Illinois Gov. J.B. Pritzker said Tuesday in a press conference that the state will follow guidance from the U.S. Centers for Disease Control and Prevention in terms of mask requirements, just as they have done throughout the pandemic.

"As you know, we have followed the CDC's science and guidelines since we moved to Phase Five," Pritzker said. "We continue to look at that scientific evidence for how we will operate in the state of Illinois, regardless of vaccination status as well. So there's no doubt that will weigh heavily on decisions that I'll make about what we should do for the state of Illinois."

Shortly after the comments on Tuesday, the Illinois Department of Public Health announced the state is "fully adopting" the CDC's updated masking guidance recommending that fully vaccinated people begin wearing face coverings indoors again in places with substantial and high transmission.

IDPH also will follow the CDC's new recommendations for masking indoors at K-12 schools, recommending it be done universally among teachers, staff, students and visitors to schools, regardless of vaccination status. 

"While data continues to show the effectiveness of the three COVID-19 vaccines currently authorized in the U.S., including against the Delta variant, we are still seeing the virus rapidly spread among the unvaccinated," said IDPH Director Dr. Ngozi Ezike in a statement, noting that COVID cases and hospitalizations continue to increase, especially among those who are unvaccinated against the virus.

According to IDPH, areas of substantial transmission "are considered by the CDC to be those with 50 to 99 cases per 100,000 people over a 7-day period. Areas of high transmission are considered to be those with more than 100 cases per 100,000 people over a 7-day period."

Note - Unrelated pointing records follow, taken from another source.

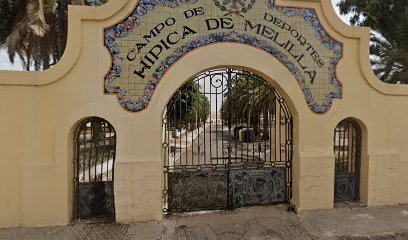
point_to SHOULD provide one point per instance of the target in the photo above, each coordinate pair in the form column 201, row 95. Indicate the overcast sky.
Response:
column 6, row 65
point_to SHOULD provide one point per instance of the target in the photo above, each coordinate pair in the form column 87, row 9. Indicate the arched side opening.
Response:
column 347, row 150
column 95, row 152
column 227, row 143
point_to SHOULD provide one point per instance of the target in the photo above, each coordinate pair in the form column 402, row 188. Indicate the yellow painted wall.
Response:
column 39, row 112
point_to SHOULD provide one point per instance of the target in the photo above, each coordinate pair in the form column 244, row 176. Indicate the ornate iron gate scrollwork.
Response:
column 347, row 143
column 227, row 143
column 95, row 145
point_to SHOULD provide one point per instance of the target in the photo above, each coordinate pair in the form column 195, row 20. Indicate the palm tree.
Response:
column 188, row 106
column 250, row 100
column 36, row 30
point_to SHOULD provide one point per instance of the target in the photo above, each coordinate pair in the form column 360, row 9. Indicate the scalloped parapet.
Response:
column 157, row 33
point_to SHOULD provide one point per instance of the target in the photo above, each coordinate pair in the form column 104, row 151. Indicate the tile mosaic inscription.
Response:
column 159, row 32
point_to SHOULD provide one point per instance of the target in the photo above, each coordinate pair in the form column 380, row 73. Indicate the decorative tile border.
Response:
column 123, row 29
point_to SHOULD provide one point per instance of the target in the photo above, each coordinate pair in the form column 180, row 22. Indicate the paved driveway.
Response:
column 255, row 223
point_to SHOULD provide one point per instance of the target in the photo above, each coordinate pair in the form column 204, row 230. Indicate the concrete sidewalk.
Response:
column 246, row 223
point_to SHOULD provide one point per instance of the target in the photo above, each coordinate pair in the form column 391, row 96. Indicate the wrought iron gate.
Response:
column 95, row 145
column 227, row 143
column 347, row 142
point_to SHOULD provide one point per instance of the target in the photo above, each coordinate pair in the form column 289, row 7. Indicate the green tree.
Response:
column 36, row 30
column 250, row 101
column 389, row 41
column 188, row 106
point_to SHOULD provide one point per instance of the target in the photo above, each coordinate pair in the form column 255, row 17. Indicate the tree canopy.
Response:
column 188, row 106
column 36, row 30
column 389, row 41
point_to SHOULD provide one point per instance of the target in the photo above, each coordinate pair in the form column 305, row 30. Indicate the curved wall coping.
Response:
column 77, row 14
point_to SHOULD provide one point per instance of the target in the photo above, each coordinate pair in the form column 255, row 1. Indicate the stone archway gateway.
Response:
column 95, row 153
column 124, row 62
column 227, row 143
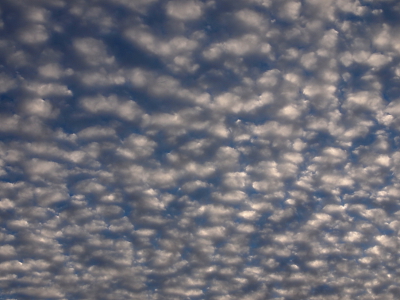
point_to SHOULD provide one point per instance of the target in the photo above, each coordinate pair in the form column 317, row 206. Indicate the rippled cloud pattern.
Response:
column 199, row 149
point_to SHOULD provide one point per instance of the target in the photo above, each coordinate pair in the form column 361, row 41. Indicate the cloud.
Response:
column 199, row 149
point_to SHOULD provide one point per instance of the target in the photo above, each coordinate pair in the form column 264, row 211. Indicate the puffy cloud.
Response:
column 184, row 10
column 199, row 149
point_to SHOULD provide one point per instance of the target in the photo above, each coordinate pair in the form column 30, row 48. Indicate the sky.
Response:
column 199, row 149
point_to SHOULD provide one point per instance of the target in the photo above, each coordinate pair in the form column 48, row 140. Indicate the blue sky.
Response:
column 199, row 149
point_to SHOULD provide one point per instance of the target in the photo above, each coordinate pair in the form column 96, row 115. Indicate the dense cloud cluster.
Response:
column 199, row 149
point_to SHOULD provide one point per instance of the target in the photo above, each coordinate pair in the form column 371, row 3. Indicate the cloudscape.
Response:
column 199, row 149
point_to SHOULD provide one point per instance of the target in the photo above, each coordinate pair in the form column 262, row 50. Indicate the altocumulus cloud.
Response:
column 199, row 149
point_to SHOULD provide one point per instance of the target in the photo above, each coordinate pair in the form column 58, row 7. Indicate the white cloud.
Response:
column 184, row 10
column 199, row 149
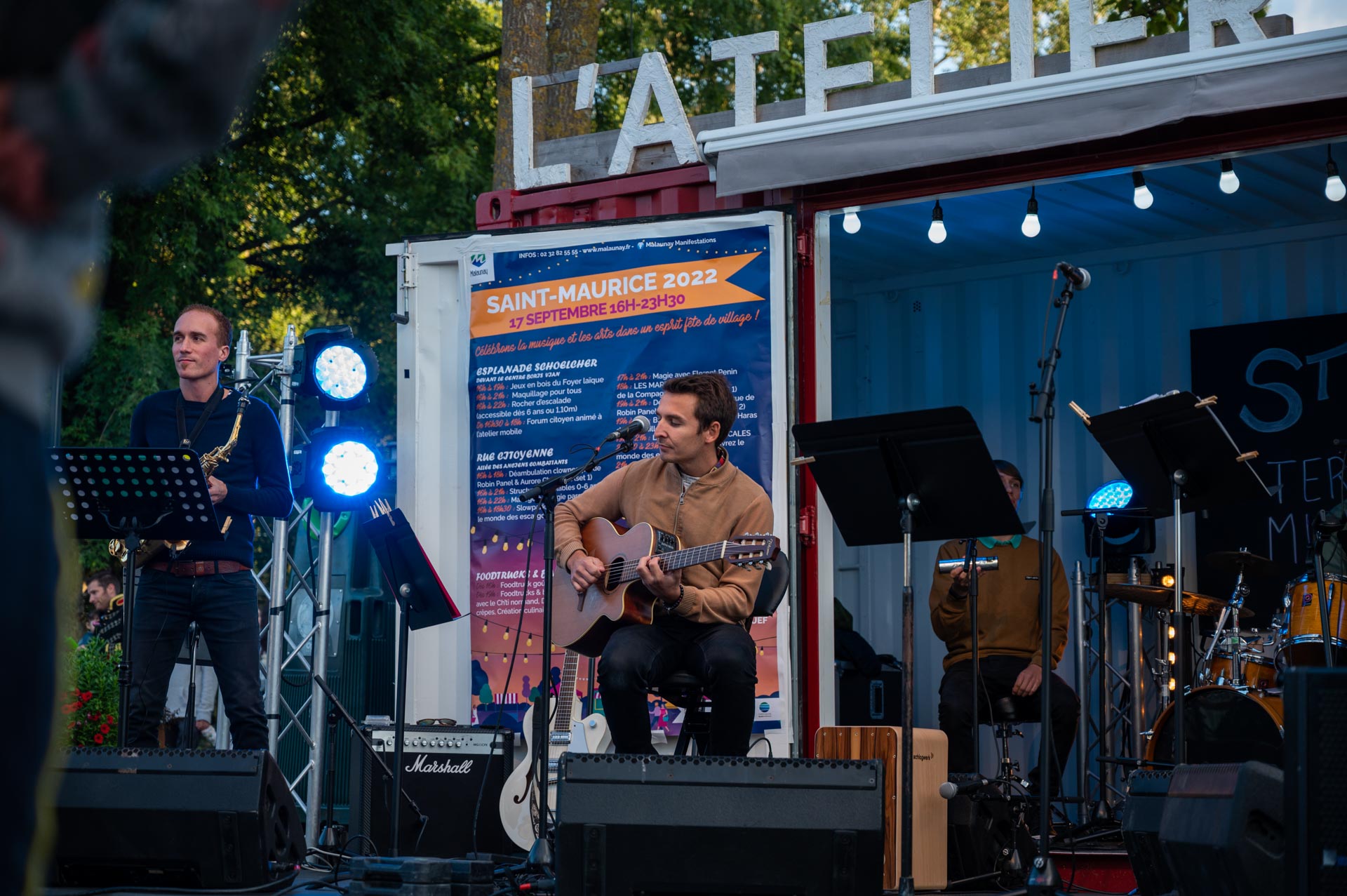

IDPH pointed to the CDC's data on the delta variant showing the variant is considerably more contagious than other strains and spreads more than twice as easily from person to person.

Chicago Department of Public Health Commissioner Dr. Allison Arwady said Tuesday prior to the announcement from IDPH that the city will not likely impose a mask mandate unless data shows a "high risk."

"My feeling is, we want to make sure if we are moving to particularly mandate around masking again, even for people who are unvaccinated, I want to do that based on our local data and our local risk," Arwady said. "And I want to do it at a time where really the risk is significantly higher."

Arwady said the latest CDC guidance was likely not as related to Chicago data as it was to areas of more pushback around COVID-19 vaccinations. She added that the new recommendations do not relate to the efficacy of the vaccine.

"I want to be clear that if there are recommendations around masking, it is not because the vaccines are not working and I think that's where there's been, sometimes some pushback. It just has to do with where there are a lot of people not vaccinated, there's more opportunity for [COVID-19] to spread," Arwady said.

Arwady, Ezike and IDPH continue to encourage Illinois residents to get vaccinated.

"According to CDC, the Delta variant is causing some vaccine breakthrough infections, but even so, most breakthrough infections are mild, and the vaccines are preventing severe illness, hospitalization, and death," IDPH said.